Le ministre du Travail, Jean Boulet, lors d’une conférence de presse le 29 juin dernier
Christinne Muschi La Presse canadienne Le ministre du Travail, Jean Boulet, lors d’une conférence de presse le 29 juin dernier

Le ministre québécois du Travail, Jean Boulet, a annoncé lundi des actions pour s’attaquer au harcèlement sexuel au travail, un fléau décrit en mai dernier par un rapport d’expertes qu’il avait commandé.

Selon ce document de 350 pages, intitulé Mettre fin au harcèlement sexuel dans le cadre du travail. Se donner les moyens pour agir, le harcèlement sexuel en milieu de travail est courant au Québec, mais rarement signalé ou dénoncé à l’employeur. Parmi les 82 recommandations qui s’y trouvent, 23 sont des mesures administratives concernant la Commission des normes, de l’équité, de la santé et de la sécurité du travail (CNESST). M. Boulet et la p.-d.g. de la CNESST, Manuelle Oudar, ont affirmé que 90 % de ces mesures ont été mises en place dans les derniers mois ou le seront d’ici la fin de 2023.

« La CNESST devient encore plus accueillante envers les personnes qui veulent faire une plainte ou une réclamation », a déclaré le ministre. Par exemple, les réclamations en indemnisation en lien avec une violence à caractère sexuel sont maintenant priorisées. « C’est important pour les victimes d’être entendues rapidement », a souligné Mme Oudar.

Par ailleurs, 18 conseillers en santé psychologique, embauchés pendant la dernière année, soutiendront en partie les victimes de violences sexuelles. M. Boulet a également précisé que la CNESST accentuerait ses démarches auprès des entreprises pour vérifier que les milieux de travail les plus à risque ont bien mis en place des politiques de prévention du harcèlement psychologique ou sexuel.

Des formations seront aussi offertes à des centaines d’employés de la CNESST afin qu’ils comprennent bien ce qu’est la violence à caractère sexuel et qu’ils sachent bien accompagner les personnes vivant cette problématique. Ces formations seront notamment données dans le cadre d’un partenariat avec l’organisme Juripop, qui développe une expertise en la matière.

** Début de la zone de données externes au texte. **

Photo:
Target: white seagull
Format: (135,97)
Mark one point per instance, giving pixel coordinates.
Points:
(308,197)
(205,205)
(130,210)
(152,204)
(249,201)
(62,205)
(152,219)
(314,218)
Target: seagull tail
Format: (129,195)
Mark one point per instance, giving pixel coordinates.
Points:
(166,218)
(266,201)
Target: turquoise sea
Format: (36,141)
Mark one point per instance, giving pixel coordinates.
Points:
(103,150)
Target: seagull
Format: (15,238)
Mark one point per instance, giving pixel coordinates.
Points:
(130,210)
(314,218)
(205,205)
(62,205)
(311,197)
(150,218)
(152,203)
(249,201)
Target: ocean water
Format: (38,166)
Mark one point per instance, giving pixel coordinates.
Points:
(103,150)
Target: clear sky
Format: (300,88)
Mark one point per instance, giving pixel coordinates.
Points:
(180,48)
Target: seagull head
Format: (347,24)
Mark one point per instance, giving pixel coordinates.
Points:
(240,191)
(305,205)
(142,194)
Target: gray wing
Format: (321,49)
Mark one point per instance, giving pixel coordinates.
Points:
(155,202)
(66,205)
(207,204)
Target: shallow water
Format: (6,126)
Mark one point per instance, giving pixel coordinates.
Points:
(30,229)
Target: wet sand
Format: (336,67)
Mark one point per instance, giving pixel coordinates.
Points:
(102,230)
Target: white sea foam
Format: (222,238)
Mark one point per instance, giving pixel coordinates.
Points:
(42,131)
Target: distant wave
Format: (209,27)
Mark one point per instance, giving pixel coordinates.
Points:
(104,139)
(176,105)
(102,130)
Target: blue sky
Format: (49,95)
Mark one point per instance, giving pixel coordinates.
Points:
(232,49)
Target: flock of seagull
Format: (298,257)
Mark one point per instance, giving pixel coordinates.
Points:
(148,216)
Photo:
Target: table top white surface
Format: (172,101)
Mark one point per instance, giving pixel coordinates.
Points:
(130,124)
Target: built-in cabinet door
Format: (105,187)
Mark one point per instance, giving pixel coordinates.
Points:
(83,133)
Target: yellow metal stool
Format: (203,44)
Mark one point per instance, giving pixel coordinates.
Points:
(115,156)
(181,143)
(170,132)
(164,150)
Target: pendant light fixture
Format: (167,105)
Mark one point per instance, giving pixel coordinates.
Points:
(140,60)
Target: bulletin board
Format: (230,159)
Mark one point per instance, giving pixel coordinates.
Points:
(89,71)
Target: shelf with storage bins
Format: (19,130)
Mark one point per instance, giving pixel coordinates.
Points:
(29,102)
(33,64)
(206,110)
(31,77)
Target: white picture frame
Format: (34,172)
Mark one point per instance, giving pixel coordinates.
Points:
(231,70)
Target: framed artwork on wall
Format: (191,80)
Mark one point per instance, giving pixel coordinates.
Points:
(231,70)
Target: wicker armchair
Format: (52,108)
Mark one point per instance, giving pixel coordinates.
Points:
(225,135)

« On remarque que les réponses humaines que les personnes reçoivent de leur employeur, de leurs proches et de la CNESST peuvent constituer des obstacles d’accès à la justice, a indiqué Me Sophie Gagnon, directrice générale de Juripop. Par exemple, quand on va demander à une victime de répéter son histoire ou qu’on va minimiser ce qu’elle a vécu, ça peut faire en sorte que la personne abandonne ses droits. Elle peut aussi alors fournir une preuve confuse et avoir moins de chances d’obtenir gain de cause. »

Un projet de loi en vue

 

Un projet de loi devrait compléter ces changements au cours de la prochaine session parlementaire à Québec, si on en croit le ministre Boulet. En effet, le rapport d’expertes soulignait que les victimes faisaient face « à un cadre juridique complexe et fragmenté » qui leur mettait des bâtons dans les roues. Il mettait l’accent sur une trentaine de recommandations de nature législative, notamment la création d’une Division spécialisée en matière de violence à caractère sexuel au sein du Tribunal administratif du travail. « On est toujours en consultation et en analyse d’impact à ce sujet », a affirmé M. Boulet.

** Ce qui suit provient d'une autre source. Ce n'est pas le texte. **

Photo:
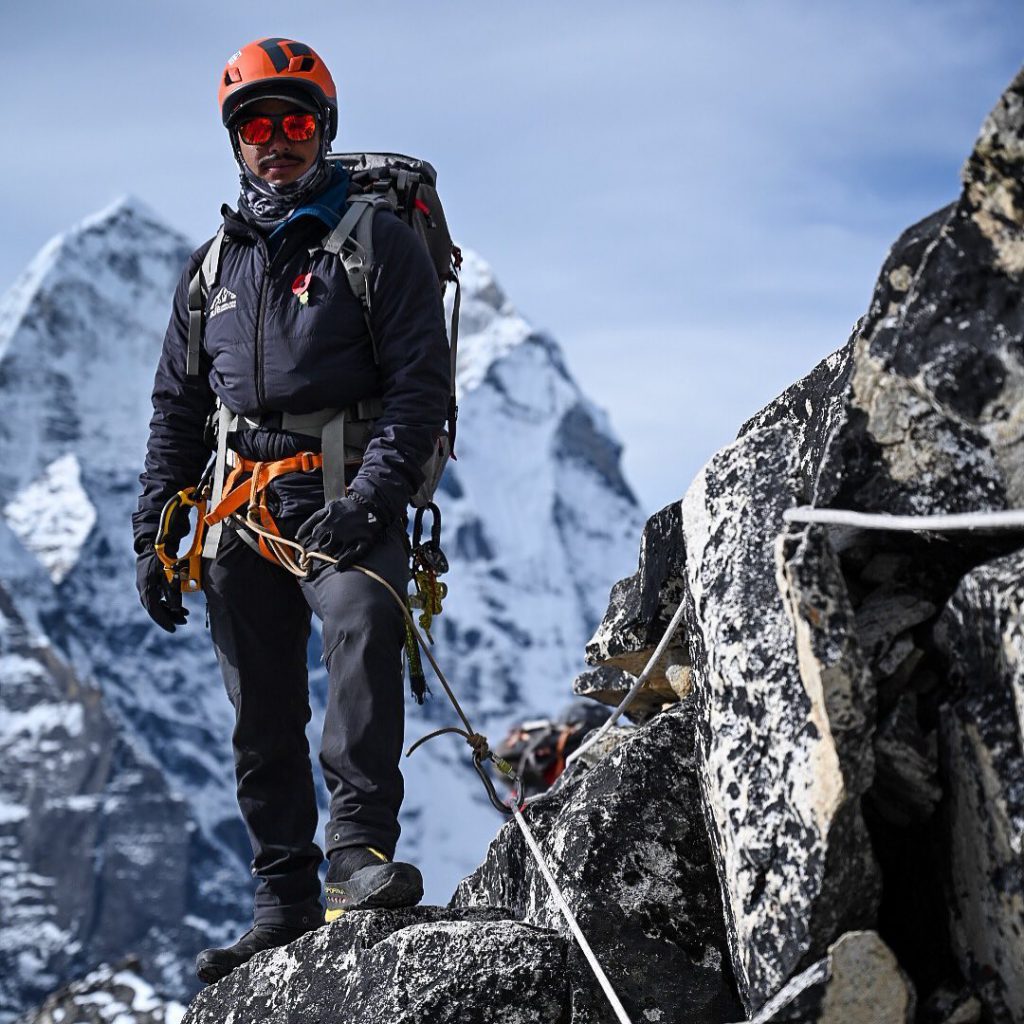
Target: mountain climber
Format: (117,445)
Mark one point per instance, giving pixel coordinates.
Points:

Le comité d’expertes ayant rédigé le rapport a réagi lundi en saluant la « belle ouverture » de la CNESST et « la rapidité de [sa] réponse pour améliorer l’accueil des personnes victimes ». « Nous demeurons en attente d’un projet de loi avant de nous prononcer sur la capacité de la réponse à notre rapport à opérer un changement réel au bénéfice des personnes victimes », a commenté par courriel Rachel Cox, professeure du Département des sciences juridiques de l’UQAM, au nom du comité.

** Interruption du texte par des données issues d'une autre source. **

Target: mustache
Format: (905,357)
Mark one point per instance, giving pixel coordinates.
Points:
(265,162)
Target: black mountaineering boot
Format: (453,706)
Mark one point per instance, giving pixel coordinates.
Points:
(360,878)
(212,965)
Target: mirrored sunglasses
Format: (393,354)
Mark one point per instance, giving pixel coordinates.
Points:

Le Groupe d’aide et d’information sur le harcèlement au travail de la province de Québec s’est aussi réjoui de voir que ce dossier est pris au sérieux. Sa directrice générale, Cindy Viau, a rapporté que son organisme offre des services gratuits d’écoute, de soutien et d’accompagnement pour les personnes qui vivent du harcèlement psychologique ou sexuel au travail.